Roche Pharma Research and Early Development, Roche Innovation Center Basel, F. Hoffmann-La Roche Ltd, Grenzacherstrasse 124, 4070 Basel, Switzerland.
Department of Medicinal Chemistry, University of Utah, Salt Lake City, Utah 84112, United States.
Chem Rev. 2024 Nov 27;124(22):12551-12572. doi: 10.1021/acs.chemrev.4c00284. Epub 2024 Nov 7.

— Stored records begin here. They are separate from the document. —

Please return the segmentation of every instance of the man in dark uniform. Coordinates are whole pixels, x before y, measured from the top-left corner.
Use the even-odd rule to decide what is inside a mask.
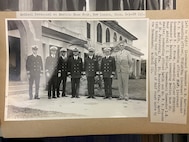
[[[48,82],[48,99],[51,99],[51,91],[53,93],[52,98],[56,98],[55,90],[57,86],[57,47],[50,47],[50,56],[46,58],[45,71]]]
[[[95,98],[94,97],[94,84],[95,84],[95,76],[98,71],[98,60],[94,55],[94,48],[89,48],[89,54],[85,58],[84,61],[84,71],[87,76],[87,88],[88,88],[88,97],[87,98]]]
[[[29,98],[33,99],[33,82],[35,81],[35,97],[39,98],[40,75],[43,73],[43,63],[41,56],[37,55],[38,46],[32,46],[33,54],[27,57],[26,71],[29,78]]]
[[[60,96],[60,84],[62,83],[62,97],[66,97],[65,89],[66,89],[66,80],[68,74],[68,58],[67,58],[67,49],[60,49],[60,57],[58,59],[58,82],[57,82],[57,97]]]
[[[77,47],[73,49],[73,57],[68,60],[68,70],[71,74],[72,98],[79,98],[80,78],[83,71],[83,61],[79,57]]]
[[[112,98],[112,78],[115,75],[116,65],[115,59],[111,55],[111,48],[106,47],[103,49],[105,57],[101,61],[101,72],[104,79],[104,99]]]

DNA-encoded library (DEL) technology is a powerful platform for the efficient identification of novel chemical matter in the early drug discovery process enabled by parallel screening of vast libraries of encoded small molecules through affinity selection and deep sequencing. While DEL selections provide rich data sets for computational drug discovery, the underlying technical factors influencing DEL data remain incompletely understood. This review systematically examines the key parameters affecting the chemical information in DEL data and their impact on hit triaging and machine learning integration. The need for rigorous data handling and interpretation is emphasized, with standardized methods being critical for the success of DEL-based approaches. Major challenges include the relationship between sequence counts and binding affinities, frequent hitters, and the influence of factors such as inhomogeneous library composition, DNA damage, and linkers on binding modes. Experimental artifacts, such as those caused by protein immobilization and screening matrix effects, further complicate data interpretation. Recent advancements in using machine learning to denoise DEL data and predict drug candidates are highlighted. This review offers practical guidance on adopting best practices for integrating robust methodologies, comprehensive data analysis, and computational tools to improve the accuracy and efficacy of DEL-driven hit discovery.
DNA 编码文库 (DEL) 技术是一种强大的平台,可通过对编码小分子的庞大文库进行平行筛选,通过亲和选择和深度测序来实现早期药物发现过程中新型化学物质的高效鉴定。虽然 DEL 选择为计算药物发现提供了丰富的数据集,但影响 DEL 数据的基础技术因素仍不完全了解。本综述系统地检查了影响 DEL 数据中化学信息的关键参数及其对命中分类和机器学习集成的影响。强调需要严格的数据处理和解释,标准化方法对于基于 DEL 的方法的成功至关重要。主要挑战包括序列计数与结合亲和力、频繁命中者之间的关系,以及文库组成不均匀、DNA 损伤和接头对结合模式的影响等因素。实验假象,如蛋白质固定化和筛选基质效应引起的假象,进一步使数据解释复杂化。还强调了使用机器学习来去除 DEL 数据中的噪声并预测药物候选物的最新进展。本综述提供了关于采用最佳实践来整合稳健方法、全面数据分析和计算工具以提高 DEL 驱动的命中发现的准确性和效果的实用指导。